= 2005 Uruguayan municipal elections =

Final results by department of the Uruguayan municipal elections, 2005.

Uruguay's local government elections, held on May 16, 2005, to elect the intendente of the 19 departments that are the administrative divisions of Uruguay, resulted in major gains for the newly elected Frente Amplio government, and heavy losses for the opposition Partido Nacional and Partido Colorado.

The Frente Amplio (left-wing) had won with an overwhelming margin the presidential and parliamentary elections on October 31, 2004, putting an end to the classic bipartisan competition and alternation in power of the Partido Colorado and the Partido Nacional (centre and centre right).

In the municipal elections of May 2000, the Partido Nacional had won 13 departments, the Partido Colorado five departments, and the Frente Amplio one department.
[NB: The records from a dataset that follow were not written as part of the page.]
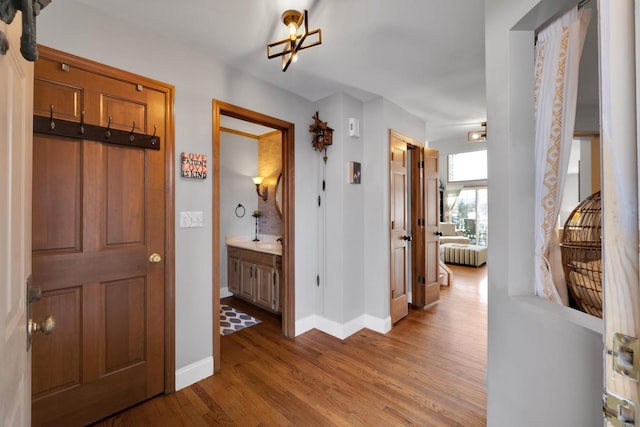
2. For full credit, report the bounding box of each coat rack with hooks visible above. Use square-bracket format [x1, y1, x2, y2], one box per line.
[33, 105, 160, 150]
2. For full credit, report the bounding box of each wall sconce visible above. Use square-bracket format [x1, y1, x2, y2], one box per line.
[251, 176, 269, 202]
[467, 122, 487, 142]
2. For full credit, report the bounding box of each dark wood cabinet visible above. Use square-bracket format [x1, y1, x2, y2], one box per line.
[227, 246, 282, 313]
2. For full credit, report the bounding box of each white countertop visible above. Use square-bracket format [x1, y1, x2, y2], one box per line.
[226, 235, 282, 255]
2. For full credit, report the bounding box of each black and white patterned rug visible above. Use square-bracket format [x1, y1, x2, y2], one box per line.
[220, 305, 261, 335]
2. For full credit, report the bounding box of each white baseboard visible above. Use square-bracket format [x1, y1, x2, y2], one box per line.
[296, 314, 391, 340]
[364, 314, 391, 334]
[176, 356, 213, 391]
[296, 314, 316, 336]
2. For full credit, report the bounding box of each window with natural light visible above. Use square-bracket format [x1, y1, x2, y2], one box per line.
[448, 150, 487, 182]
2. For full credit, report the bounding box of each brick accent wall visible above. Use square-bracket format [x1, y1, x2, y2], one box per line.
[256, 131, 282, 236]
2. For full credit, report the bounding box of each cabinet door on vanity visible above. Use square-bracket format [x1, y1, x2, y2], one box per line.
[240, 260, 255, 301]
[227, 256, 240, 294]
[255, 264, 275, 310]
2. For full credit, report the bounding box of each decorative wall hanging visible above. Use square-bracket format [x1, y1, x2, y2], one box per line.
[181, 153, 207, 179]
[349, 162, 361, 184]
[309, 111, 333, 162]
[0, 0, 51, 61]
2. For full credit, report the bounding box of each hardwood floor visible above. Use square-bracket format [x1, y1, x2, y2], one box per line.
[96, 265, 487, 427]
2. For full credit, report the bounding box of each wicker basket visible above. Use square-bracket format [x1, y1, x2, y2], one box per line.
[560, 191, 602, 317]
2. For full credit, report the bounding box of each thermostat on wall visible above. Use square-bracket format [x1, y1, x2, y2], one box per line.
[349, 117, 360, 138]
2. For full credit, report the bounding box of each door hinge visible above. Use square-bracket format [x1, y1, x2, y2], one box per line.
[607, 333, 640, 381]
[602, 390, 638, 427]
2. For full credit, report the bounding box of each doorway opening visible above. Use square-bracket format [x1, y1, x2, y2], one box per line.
[389, 130, 440, 323]
[212, 99, 295, 373]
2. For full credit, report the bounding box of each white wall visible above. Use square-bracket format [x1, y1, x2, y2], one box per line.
[485, 0, 603, 427]
[220, 132, 258, 297]
[38, 0, 316, 369]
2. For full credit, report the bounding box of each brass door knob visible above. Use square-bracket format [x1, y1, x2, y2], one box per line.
[29, 315, 56, 336]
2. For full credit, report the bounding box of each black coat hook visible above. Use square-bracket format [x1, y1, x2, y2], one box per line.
[80, 110, 84, 135]
[49, 104, 56, 130]
[104, 116, 111, 138]
[129, 120, 136, 142]
[149, 125, 158, 146]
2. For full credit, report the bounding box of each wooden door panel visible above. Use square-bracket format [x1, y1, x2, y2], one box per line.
[33, 79, 84, 122]
[391, 246, 407, 299]
[32, 135, 81, 251]
[33, 61, 165, 426]
[100, 94, 147, 132]
[104, 277, 146, 374]
[105, 146, 146, 246]
[31, 287, 82, 400]
[389, 138, 409, 323]
[391, 172, 407, 230]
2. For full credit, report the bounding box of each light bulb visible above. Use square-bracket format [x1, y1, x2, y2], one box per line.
[288, 22, 298, 40]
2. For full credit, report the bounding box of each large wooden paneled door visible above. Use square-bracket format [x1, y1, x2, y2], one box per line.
[389, 132, 411, 323]
[410, 145, 440, 308]
[32, 49, 173, 426]
[421, 148, 440, 306]
[389, 129, 440, 314]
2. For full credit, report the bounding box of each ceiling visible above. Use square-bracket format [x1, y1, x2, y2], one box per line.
[70, 0, 486, 143]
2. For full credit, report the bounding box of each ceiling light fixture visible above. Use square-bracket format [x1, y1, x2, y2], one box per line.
[467, 122, 487, 142]
[267, 10, 322, 71]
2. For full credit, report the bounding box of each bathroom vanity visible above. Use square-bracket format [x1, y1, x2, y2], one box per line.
[226, 238, 282, 314]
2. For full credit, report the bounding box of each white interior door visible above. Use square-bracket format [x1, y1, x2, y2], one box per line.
[0, 14, 33, 427]
[598, 0, 640, 426]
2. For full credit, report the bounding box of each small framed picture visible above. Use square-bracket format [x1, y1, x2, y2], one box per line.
[349, 162, 361, 184]
[181, 153, 207, 179]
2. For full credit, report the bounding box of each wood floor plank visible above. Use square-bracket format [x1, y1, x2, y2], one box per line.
[96, 265, 487, 427]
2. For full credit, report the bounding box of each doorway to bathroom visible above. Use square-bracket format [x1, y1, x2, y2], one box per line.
[212, 100, 295, 372]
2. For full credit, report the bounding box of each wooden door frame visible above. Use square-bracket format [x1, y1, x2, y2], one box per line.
[389, 129, 426, 308]
[212, 99, 295, 373]
[38, 45, 176, 393]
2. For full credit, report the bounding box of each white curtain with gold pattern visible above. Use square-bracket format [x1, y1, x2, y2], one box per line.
[535, 7, 591, 305]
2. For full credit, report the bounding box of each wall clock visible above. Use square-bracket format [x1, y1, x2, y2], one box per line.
[309, 111, 333, 162]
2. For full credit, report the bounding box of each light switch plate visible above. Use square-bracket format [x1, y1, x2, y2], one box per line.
[191, 211, 203, 228]
[180, 211, 204, 228]
[180, 212, 191, 228]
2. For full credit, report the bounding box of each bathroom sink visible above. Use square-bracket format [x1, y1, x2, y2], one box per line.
[258, 242, 280, 249]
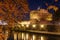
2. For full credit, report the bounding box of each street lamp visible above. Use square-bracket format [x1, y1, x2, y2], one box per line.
[40, 24, 45, 28]
[32, 24, 36, 28]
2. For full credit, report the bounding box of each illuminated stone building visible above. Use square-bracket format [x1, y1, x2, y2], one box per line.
[0, 0, 29, 26]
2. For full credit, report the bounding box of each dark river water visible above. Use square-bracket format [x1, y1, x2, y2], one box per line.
[11, 32, 60, 40]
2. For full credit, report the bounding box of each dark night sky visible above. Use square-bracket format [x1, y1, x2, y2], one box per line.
[28, 0, 60, 10]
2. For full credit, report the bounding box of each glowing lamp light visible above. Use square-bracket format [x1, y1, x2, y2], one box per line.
[40, 24, 44, 28]
[26, 24, 29, 28]
[32, 24, 36, 28]
[47, 18, 52, 21]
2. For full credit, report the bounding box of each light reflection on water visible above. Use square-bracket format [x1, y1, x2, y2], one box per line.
[14, 32, 60, 40]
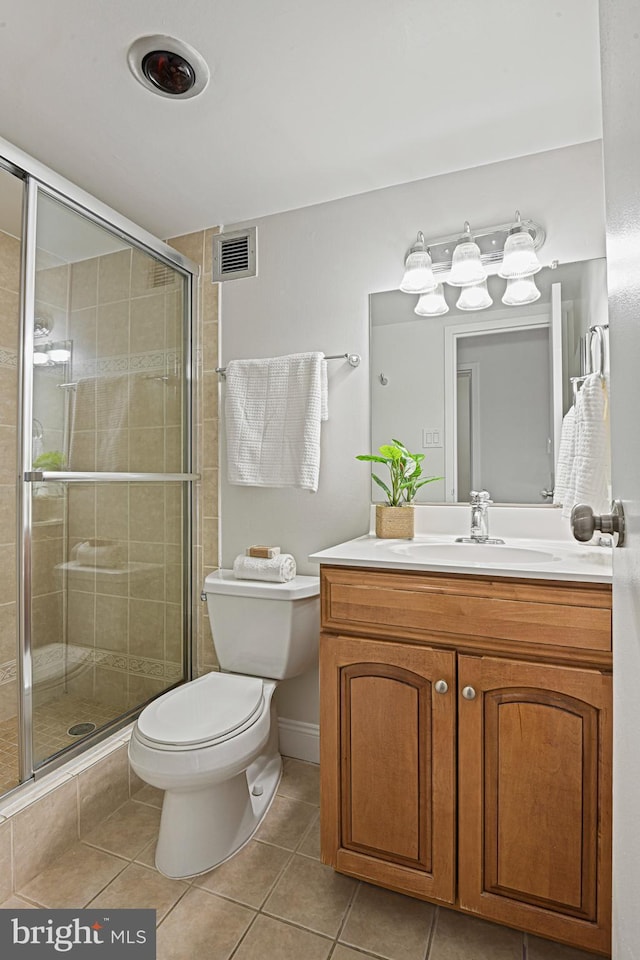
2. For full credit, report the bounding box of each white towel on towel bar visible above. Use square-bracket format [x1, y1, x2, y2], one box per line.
[553, 405, 576, 506]
[225, 352, 328, 493]
[562, 373, 611, 517]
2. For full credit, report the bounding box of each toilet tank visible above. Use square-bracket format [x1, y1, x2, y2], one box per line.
[204, 570, 320, 680]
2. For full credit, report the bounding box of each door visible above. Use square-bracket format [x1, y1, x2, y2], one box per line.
[458, 656, 611, 953]
[600, 0, 640, 960]
[320, 636, 456, 903]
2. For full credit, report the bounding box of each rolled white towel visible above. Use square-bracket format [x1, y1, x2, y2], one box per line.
[233, 553, 296, 583]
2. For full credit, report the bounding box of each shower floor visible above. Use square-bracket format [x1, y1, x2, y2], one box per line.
[0, 693, 114, 793]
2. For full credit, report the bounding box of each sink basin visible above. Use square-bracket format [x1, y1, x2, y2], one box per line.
[389, 543, 560, 565]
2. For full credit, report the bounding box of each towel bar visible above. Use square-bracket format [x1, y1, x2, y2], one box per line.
[215, 353, 362, 377]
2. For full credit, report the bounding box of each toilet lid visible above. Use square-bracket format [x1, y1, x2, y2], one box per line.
[138, 673, 263, 746]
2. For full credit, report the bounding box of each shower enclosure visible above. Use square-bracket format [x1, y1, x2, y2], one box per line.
[0, 139, 196, 792]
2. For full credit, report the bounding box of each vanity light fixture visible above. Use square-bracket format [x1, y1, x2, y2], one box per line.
[413, 283, 449, 317]
[498, 210, 542, 280]
[400, 230, 438, 293]
[400, 210, 545, 316]
[456, 280, 493, 310]
[447, 222, 487, 287]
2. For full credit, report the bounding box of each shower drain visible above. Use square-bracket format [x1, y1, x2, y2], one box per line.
[67, 723, 96, 737]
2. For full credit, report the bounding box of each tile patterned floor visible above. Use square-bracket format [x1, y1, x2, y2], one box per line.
[0, 760, 594, 960]
[0, 693, 114, 794]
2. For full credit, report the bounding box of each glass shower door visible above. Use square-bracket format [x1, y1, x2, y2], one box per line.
[25, 188, 191, 768]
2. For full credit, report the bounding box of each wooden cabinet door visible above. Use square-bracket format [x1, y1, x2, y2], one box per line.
[458, 656, 611, 953]
[320, 635, 456, 903]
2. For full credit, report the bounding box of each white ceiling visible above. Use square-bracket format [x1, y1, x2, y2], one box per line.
[0, 0, 601, 236]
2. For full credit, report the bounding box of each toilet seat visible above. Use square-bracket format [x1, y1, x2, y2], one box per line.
[137, 673, 264, 750]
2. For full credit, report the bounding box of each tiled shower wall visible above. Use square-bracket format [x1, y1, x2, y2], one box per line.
[168, 227, 219, 674]
[0, 228, 219, 780]
[50, 249, 183, 715]
[0, 232, 20, 721]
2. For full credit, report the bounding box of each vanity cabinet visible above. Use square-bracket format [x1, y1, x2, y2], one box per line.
[320, 565, 611, 954]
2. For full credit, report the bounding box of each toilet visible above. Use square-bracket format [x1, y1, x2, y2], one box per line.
[129, 570, 320, 878]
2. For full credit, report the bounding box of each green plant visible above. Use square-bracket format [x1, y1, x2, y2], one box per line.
[33, 450, 67, 470]
[356, 440, 442, 507]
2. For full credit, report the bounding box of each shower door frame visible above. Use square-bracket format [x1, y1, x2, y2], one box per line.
[0, 138, 200, 786]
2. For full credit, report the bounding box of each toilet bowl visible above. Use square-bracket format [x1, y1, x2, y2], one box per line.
[129, 571, 319, 878]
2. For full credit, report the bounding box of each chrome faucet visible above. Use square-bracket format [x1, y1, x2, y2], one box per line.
[456, 490, 504, 543]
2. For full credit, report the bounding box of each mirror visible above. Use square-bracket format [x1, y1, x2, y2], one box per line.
[370, 259, 607, 505]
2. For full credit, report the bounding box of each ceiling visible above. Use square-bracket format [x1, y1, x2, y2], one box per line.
[0, 0, 602, 237]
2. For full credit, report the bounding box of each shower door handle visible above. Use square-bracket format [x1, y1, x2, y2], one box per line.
[571, 500, 624, 547]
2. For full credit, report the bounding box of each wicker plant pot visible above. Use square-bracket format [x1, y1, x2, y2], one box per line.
[376, 503, 414, 540]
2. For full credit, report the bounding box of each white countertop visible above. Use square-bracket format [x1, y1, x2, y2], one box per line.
[309, 534, 613, 583]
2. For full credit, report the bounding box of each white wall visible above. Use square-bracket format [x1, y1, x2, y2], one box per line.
[220, 141, 604, 723]
[600, 0, 640, 960]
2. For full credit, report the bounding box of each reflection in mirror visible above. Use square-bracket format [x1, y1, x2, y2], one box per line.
[370, 260, 608, 504]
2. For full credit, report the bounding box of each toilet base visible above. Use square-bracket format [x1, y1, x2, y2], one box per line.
[156, 750, 282, 880]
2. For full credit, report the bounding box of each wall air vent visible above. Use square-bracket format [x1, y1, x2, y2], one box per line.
[211, 227, 258, 283]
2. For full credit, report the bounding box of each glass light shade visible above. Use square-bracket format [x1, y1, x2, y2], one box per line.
[413, 283, 449, 317]
[400, 250, 437, 293]
[447, 240, 487, 287]
[47, 347, 71, 363]
[502, 277, 540, 307]
[498, 230, 542, 280]
[456, 280, 493, 310]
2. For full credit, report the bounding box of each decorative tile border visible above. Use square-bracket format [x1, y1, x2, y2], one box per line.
[0, 660, 18, 684]
[0, 643, 182, 685]
[73, 350, 183, 379]
[0, 347, 18, 370]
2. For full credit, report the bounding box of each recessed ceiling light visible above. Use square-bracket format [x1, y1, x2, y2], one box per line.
[127, 35, 211, 100]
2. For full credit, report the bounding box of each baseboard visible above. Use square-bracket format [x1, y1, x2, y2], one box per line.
[278, 717, 320, 763]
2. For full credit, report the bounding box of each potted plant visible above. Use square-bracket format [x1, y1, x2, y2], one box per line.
[32, 450, 66, 522]
[356, 440, 442, 539]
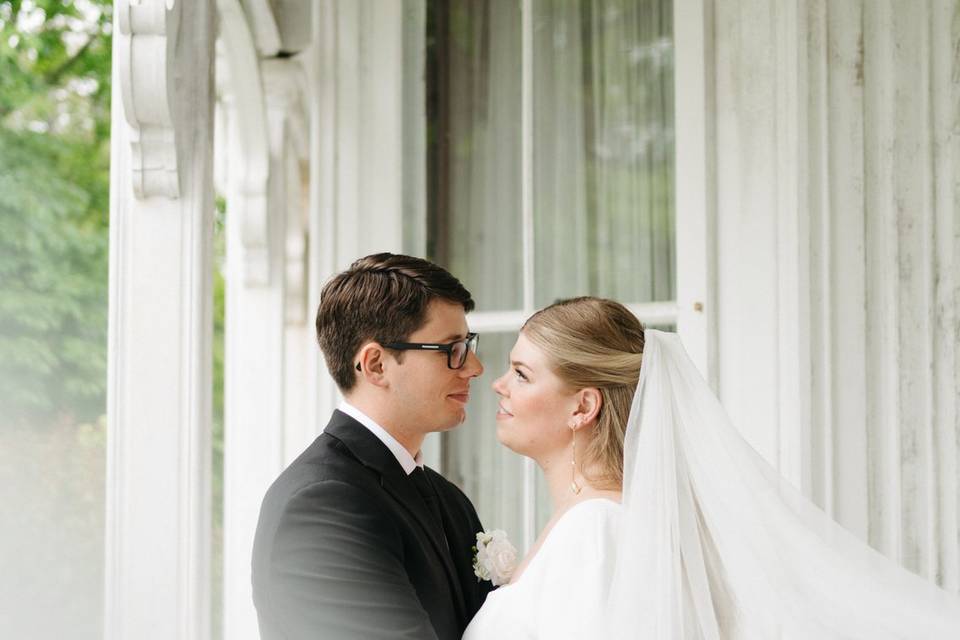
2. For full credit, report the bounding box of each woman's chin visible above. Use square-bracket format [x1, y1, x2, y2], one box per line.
[497, 425, 527, 456]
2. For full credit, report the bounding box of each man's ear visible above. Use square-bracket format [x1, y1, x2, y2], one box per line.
[571, 387, 603, 427]
[353, 342, 387, 387]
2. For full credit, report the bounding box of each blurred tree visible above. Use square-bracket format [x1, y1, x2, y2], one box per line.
[0, 0, 111, 425]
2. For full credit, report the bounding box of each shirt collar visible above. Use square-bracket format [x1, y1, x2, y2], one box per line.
[338, 400, 423, 475]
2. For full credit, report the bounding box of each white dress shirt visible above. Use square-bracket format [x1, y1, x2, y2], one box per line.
[337, 400, 423, 475]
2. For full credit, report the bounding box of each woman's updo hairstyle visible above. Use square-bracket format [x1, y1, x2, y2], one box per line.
[521, 296, 643, 490]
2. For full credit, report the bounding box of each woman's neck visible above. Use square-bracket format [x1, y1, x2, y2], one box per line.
[537, 453, 620, 515]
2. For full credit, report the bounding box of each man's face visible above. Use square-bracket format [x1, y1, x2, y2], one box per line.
[389, 300, 483, 433]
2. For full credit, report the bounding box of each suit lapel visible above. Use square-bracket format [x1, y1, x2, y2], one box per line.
[324, 411, 467, 620]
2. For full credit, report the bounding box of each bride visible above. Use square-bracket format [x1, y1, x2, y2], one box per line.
[463, 297, 960, 640]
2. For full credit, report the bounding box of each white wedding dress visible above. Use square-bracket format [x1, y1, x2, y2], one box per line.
[463, 498, 623, 640]
[464, 330, 960, 640]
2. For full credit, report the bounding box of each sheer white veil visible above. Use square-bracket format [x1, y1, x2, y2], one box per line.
[604, 330, 960, 640]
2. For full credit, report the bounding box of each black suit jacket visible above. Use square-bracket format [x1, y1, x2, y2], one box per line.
[253, 411, 490, 640]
As a result of the municipal elections of 2005, the Partido Nacional won 10 departments, the Frente Amplio eight, and the Partido Colorado one. The Frente Amplio had a net gain of seven departments, the Partido Colorado had a net loss of four departments and the Partido Nacional had a net loss of three departments.

==Results==

| Party |  | Votes | % |
|  | Broad Front– Progressive Encounter–New Majority | 1,043,967 | 50.44 |
|  | National Party | 643,020 | 31.06 |
|  | Colorado Party | 360,944 | 17.44 |
|  | Independent Party | 19,568 | 0.95 |
|  | Other parties | 2,420 | 0.12 |
| Total |  | 2,069,919 | 100.00 |
Source: Corte Electoral

== List of winning candidates for intendente ==
Following is a list of the departments in Uruguay, with the name of the intendente elected, his party affiliation and the faction within the party to which he belongs:
- Montevideo: Ricardo Ehrlich (Frente Amplio, Movimiento de Participación Popular). Hold for the Frente Amplio.
- Artigas: Julio Silveira (Partido Nacional, Herrerismo). Pickup for the Partido Nacional from the Partido Colorado.
- Canelones: Marcos Carámbula (Frente Amplio, Alianza Progresista). Pickup for the Frente Amplio from the Partido Colorado.
- Cerro Largo: Ambrosio Barreiro (Partido Nacional, Herrerismo). Re-elected incumbent. Hold for the Partido Nacional.
- Colonia: Walter Zimmer (Partido Nacional, Alianza Nacional). Hold for the Partido Nacional.
- Durazno: Carmelo Vidalín (Partido Nacional, Herrerismo). Re-elected incumbent. Hold for the Partido Nacional.
- Flores: Walter Echeverría (Partido Nacional, Alianza Nacional); he died shortly before taking office, in his place came Armando Castaingdebat. Hold for the Partido Nacional.
- Florida: Juan Giachetto (Frente Amplio, Partido Socialista). Pickup for the Frente Amplio from the Partido Nacional.
- Lavalleja: Hermán Vergara (Partido Nacional, Correntada Wilsonista). Re-elected incumbent. Hold for the Partido Nacional.
- Maldonado: Oscar de los Santos (Frente Amplio, Alianza Progresista). Pickup for the Frente Amplio from the Partido Nacional.
- Paysandú: Julio Pintos (Frente Amplio, Partido Socialista). Pickup for the Frente Amplio from the Partido Nacional.
- Río Negro: Omar Lafluf (Partido Nacional, Alianza Nacional). Pickup for the Partido Nacional from the Partido Colorado.
- Rivera: Tabaré Viera (Partido Colorado), Foro Batllista). Re-elected incumbent. Hold for the Partido Colorado.
- Rocha: Artigas Barrios (Frente Amplio, Partido Socialista). Pickup for the Frente Amplio from the Partido Nacional.
- Salto: Ramón Fonticiella (Frente Amplio, Alianza Progresista). Pickup for the Frente Amplio from the Partido Colorado.
- San José: Juan Antonio Chiruchi (Partido Nacional, Herrerismo). Re-elected incumbent. Hold for the Partido Nacional.
- Soriano: Guillermo Besozzi (Partido Nacional, Alianza Nacional). Hold for the Partido Nacional.
- Tacuarembó: Wilson Ezquerra (Partido Nacional, Alianza Nacional). Hold for the Partido Nacional.
- Treinta y Tres: Gerardo Amaral (Frente Amplio, Partido Socialista). Pickup for the Frente Amplio from the Partido Nacional.